Die Studie eines Pädagogik-Professors belegt: Horrorvideos können aus Kindern Mörder machen.
aus DER SPIEGEL 17/1991

In seiner Schule in einer niederbayerischen Kleinstadt mußte sich der schmächtige, schüchterne Junge immer hänseln lassen. Schon damals hatte er eine Vorliebe für Pornohefte und brutale Actionfilme.

Auch zu Hause erfuhr der Bub wenig Zuneigung. Er flüchtete sich immer mehr in eine von Gewalt und Schrecken beherrschte Phantasiewelt. Massenhaft konsumierte er Western, Krimis und vor allem Horrorvideos.

»So etwa ab dem 14. Lebensjahr«, gestand der Niederbayer später dem Richter, »spielte ich in Gedanken verschiedene Gewalttaten durch. Meistens stellte ich mir dabei vor, ein Mädchen zu vergewaltigen und es anschließend zu töten.«

Am Tag der Tat sah sich der inzwischen 20jährige zunächst das Video »Die 36 Kammern der Shaolin« an, einen Kung-Fu-Film. Abends im Kino folgte dann noch der Schocker »Talon gegen das Imperium«. Dessen Personal besteht aus sexbesessenen Sklavinnen und starken Männern, die sich in Folterungen und Menschenschlächtereien ergehen. Immer wieder werden Frauen mit Dolchen und Schwertern drangsaliert und vergewaltigt.

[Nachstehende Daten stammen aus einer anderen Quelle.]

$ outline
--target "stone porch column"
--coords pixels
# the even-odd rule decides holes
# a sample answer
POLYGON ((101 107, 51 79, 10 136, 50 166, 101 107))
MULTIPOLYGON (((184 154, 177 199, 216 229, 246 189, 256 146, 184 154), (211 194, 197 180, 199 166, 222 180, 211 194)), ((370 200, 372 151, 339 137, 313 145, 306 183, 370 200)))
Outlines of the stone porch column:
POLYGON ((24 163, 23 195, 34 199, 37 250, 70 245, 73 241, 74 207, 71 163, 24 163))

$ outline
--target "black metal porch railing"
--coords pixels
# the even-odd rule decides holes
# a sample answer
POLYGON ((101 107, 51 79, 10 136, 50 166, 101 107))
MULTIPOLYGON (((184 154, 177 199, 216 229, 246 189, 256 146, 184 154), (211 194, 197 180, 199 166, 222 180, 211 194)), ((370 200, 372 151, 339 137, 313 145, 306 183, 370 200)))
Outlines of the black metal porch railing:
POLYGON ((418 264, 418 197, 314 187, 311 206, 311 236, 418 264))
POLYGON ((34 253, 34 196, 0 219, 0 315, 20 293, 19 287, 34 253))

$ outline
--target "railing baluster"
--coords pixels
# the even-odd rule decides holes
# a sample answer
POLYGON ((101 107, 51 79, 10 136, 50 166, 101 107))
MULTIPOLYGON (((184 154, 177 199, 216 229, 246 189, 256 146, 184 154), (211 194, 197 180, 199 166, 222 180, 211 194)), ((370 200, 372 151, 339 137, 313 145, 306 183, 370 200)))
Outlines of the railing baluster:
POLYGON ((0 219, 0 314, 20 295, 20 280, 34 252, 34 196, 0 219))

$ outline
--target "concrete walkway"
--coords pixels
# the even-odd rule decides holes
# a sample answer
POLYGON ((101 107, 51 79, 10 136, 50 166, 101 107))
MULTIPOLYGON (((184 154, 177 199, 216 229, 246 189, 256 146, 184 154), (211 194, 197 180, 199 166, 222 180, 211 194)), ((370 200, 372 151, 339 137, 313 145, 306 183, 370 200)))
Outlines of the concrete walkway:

Nach dem Film sei ihm »schon ein bißl komisch zumute gewesen«, bekannte der junge Mann vor Gericht. Vom Kino aus fuhr er mit seinem Auto nicht nach Hause, sondern ziellos in der Gegend herum - und das mit dem Gefühl: »Du findest schon irgend jemanden, der das tut, was du sagst.« Tatsächlich fand er noch in derselben Nacht ein 18jähriges Mädchen. Er vergewaltigte sein Opfer und tötete es mit zahlreichen Messerstichen.

Der brutale Mord ist nur einer von vielen ähnlichen Fällen, die der Pädagoge Werner Glogauer, 65, in einer neuen Studie aufzählt*. Der Augsburger Professor hat bisher unveröffentlichte Vernehmungsprotokolle deutscher Amts- und Landgerichte eingesehen. Glogauers Bilanz: »Mindestens jedes zehnte Gewaltverbrechen, das jugendlichen Tätern angelastet wird, geht eigentlich aufs Konto der Medien.«

In »modellhafter Nachahmung«, so der Experte für Mediendidaktik, würden Kinder und Jugendliche immer häufiger all das, was ihnen an Grausamkeiten in Videos und Kinofilmen, Zeitschriften und Comics vorgeführt werde, in blutige Taten umsetzen. Die Medien, glaubt Glogauer, liefern den Heranwachsenden »Impulse, Motive und Modelle« für das Verbrechen.

Grausige Videos spielen dabei nach Ansicht des Wissenschaftlers die entscheidende Rolle. Neue Umfragen haben ergeben, daß mehr als 40 Prozent der 13- bis 16jährigen Videofreunde »häufig« oder »sehr häufig« Horrorkassetten sehen. Jeder vierte zählt indizierte Filme zu seinen »Lieblingsvideos«, schaut also vor allem solche Streifen an, die von der Bundesprüfstelle wegen ihres »menschenverachtenden Inhalts« als _(* Werner Glogauer: »Kriminalisierung von ) _(Kindern und Jugendlichen durch Medien. ) _(Wirkungen gewalttätiger, sexueller, ) _(pornographischer und satanischer ) _(Darstellungen«. Nomos Verlag, ) _(Baden-Baden; 140 Seiten; 29 Mark. ) »besonders jugendgefährdend« eingestuft wurden.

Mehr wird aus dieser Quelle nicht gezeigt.